Oprah Winfrey, billionaire talk-show host, often refers to an ‘A-ha!’ moment. It is a moment of perfect clarity when we stop in our tracks and realise that we finally understand something entirely.

I think it is what we used to call a brain wave during my college days. An ‘A-ha’ moment is that instant when a bulb is turned on in your head and a flash of wisdom crosses your mind and you capture it with amazing certainty and understanding. Unfortunately, I do not seem to get enough ‘A-ha’ moments, but last week I had one.

Many of us are holding our breath as the moment for nominating the US Democratic Party candidate approaches. My moment happened as I was reading an article by an Associated Press writer, Charles Babington, titled ‘Obama on the verge of history.’

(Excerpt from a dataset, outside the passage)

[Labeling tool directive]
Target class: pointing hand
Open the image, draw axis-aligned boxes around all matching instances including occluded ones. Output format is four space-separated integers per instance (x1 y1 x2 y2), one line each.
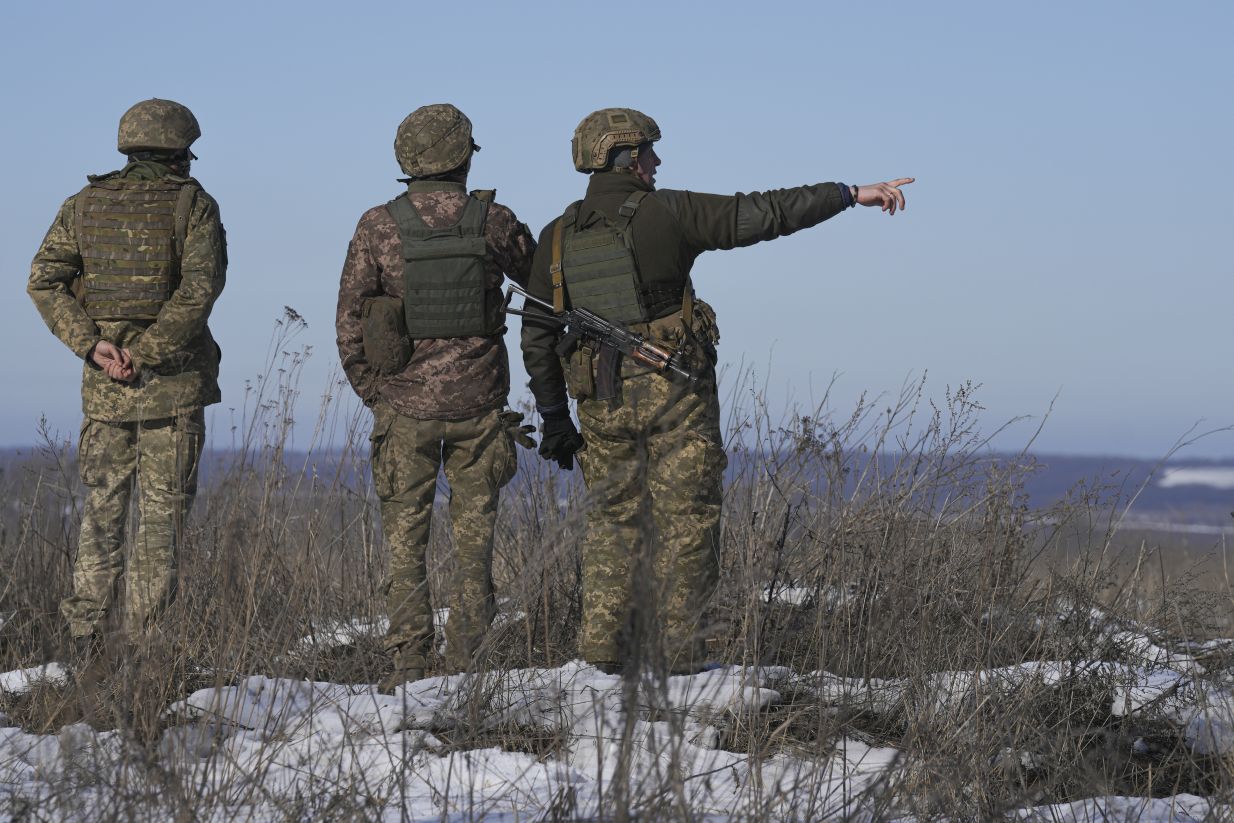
856 178 917 215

The writer, like the rest of us, is fascinated by the surprising rise and rise of Barack Obama. He wrote:
“Representative Elijah Cummings, a black Maryland Democrat who endorsed Obama early, says the Illinois senator convinces people of all races that Americans as a society, and as individuals, can achieve higher goals if they try.
“He says we can do better, and his life is the epitome of doing better,” says Cummings, noting that Obama was raised by a single mother who sometimes relied on food stamps.
“He convinces people that there’s a lot of good within them.” And why should they believe such feel-good platitudes?
“Because he’s real and he has confidence in his own competence,” Cummings says.

Without question, Obama is an electrifying speaker. At virtually every key juncture in his trajectory, he has used inspirational oratory to generate excitement, buy time to deal with crises, and force party activists to rethink their assumptions that a black man with an African name cannot seriously vie for the presidency.
Now, while the article as a whole was inspiring, I found my ‘A-ha’ moment in the phrase: “he has confidence in his own competence.”

I paused right there and thought about all the times that I had missed opportunities simply because I had little confidence in my ability. I thought of the number of times that I could have made a difference in other people’s lives but failed to raise a finger to help because I felt I did not measure up to the task, or because I thought there was someone else that could do a better job.
I remembered the times I did not speak up because I thought no one would listen or even worse, someone would laugh at me.

I remembered the times I pretended not to see things in order to avoid a confrontation. I realised that in all those instances, lack of confidence in my competence had failed not just me but also other people that I could have helped.

Those who are weak and trampled on, especially women in our society who are often relegated to silent and invisible roles, will understand this better than most.
Even when they assume high political or executive roles, they are often stifled into silence by suffocating cultural practices absorbed consciously and unconsciously as they try to claim their rightful place in a male-dominated society.

Now put these thoughts in a wider context and imagine how much work is left undone because we have stopped believing!

I wondered in my flash of inspiration how much potential was sitting there untapped, simply because good people are trapped by lack of confidence in their ability to change their lives, their destiny.

And in that moment, I also appreciated fully the Obama phenomenon. His ability to unleash that confidence in others, so that they believe again in their competence to change their society, that they can make a difference.
His magnetism for young and old, rich and poor, black and white, including the 75,000 people that he drew to a single rally in Portland, Oregon, last weekend; is due in large measure to the fact that people recognise their better selves in this 46-year-old man whose ‘audacity of hope’ has propelled him to such incredible heights.
And they nod and think, nay, believe, that if Barack Obama can do it, so can they.

And they chant with the faith of new believers: ‘Yes we can!’